Drammens Tidende
- Type: Daily newspaper
- Format: Tabloid
- Owner: Amedia
- Founded: 2 January 1832
- Language: Norwegian (bokmål)
- Headquarters: Drammen, Norway
- Circulation: 29,124 (2013)
- Website: www.dt.no

= Drammens Tidende =

Norwegian Bokmål language newspaper

Drammens Tidende is a Norwegian Bokmål language newspaper published in Drammen, Norway.

==History and profile==
The former Drammens Tidende dates back to 2 January 1832, when it was known as Tiden, taking the new name in thirteen years later. Buskerud Blad dates back to 3 July 1883 when it was founded as a conservative alternative to Drammens Tidende and Drammens Blad, which were both pro-liberal. BB and DT merged into one company in 1897 after DT was bought by the owner of BB, Axel Lyche. In 1901 Axel Raknerud, the editor of BB since 1884, also became the editor of Drammens Tidende. However, the newspapers remained separate publications, although with the same staff. Not until 1 February 1961 were they united in a common publication and company. The newspaper was known as Drammens Tidende og Buskerud Blad from 1961 to 2000, after a merger between the old Drammens Tidende and Buskerud Blad. The newspaper covers central parts of Buskerud as well as Drammen with seven weekly issues.

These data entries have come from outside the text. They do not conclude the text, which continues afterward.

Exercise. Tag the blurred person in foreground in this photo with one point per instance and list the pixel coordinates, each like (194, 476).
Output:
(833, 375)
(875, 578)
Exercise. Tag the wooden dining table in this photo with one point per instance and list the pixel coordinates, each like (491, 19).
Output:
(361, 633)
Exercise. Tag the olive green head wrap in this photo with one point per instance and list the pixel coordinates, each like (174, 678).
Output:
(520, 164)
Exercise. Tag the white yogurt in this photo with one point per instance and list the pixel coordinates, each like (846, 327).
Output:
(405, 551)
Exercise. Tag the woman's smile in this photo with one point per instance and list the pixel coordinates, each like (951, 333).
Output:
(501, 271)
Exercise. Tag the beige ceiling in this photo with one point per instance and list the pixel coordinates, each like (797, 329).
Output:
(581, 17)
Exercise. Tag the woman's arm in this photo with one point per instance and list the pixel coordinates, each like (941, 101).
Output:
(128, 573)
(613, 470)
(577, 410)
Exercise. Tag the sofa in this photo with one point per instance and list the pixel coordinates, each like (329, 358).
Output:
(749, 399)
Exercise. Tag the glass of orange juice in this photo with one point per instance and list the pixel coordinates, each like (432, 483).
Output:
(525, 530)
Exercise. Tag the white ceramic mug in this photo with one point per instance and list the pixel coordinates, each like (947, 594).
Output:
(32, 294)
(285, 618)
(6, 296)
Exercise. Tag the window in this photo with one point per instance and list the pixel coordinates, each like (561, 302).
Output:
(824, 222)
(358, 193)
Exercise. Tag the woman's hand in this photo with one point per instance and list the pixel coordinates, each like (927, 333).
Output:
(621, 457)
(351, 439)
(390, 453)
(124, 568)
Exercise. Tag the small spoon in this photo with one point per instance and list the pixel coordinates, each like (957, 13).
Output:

The first acquisition of another newspaper occurred 1 December 1972, and in 1975 the offices in Oslo and Hønefoss were closed, followed the year after with a separate newspaper Smånytt fra Røyken og Hurum. In 1978 an offset press was bought, and in 1980 the Notodden-based newspaper Telen. In 1993-94 the newspaper, until then owned by the Lyche and Raknerud families, was sold to Orkla Media, who were purchasing most of the independent newspapers in the country. The online newspaper was launched in 1998, followed by a name change in 2000. The paper was published in broadsheet format until 2004 when it switched to tabloid format. Drammens Tidene was taken over with the rest of Orkla Media by Edda Media in 2006.

The circulation of Drammens Tidende was 45,000 copies in 2003. Its circulation was 40,954 copies in 2007. The paper had a circulation of 37,500 copies in 2009. It was the tenth best-selling newspaper in the country in 2013 with a circulation of 29,124 copies.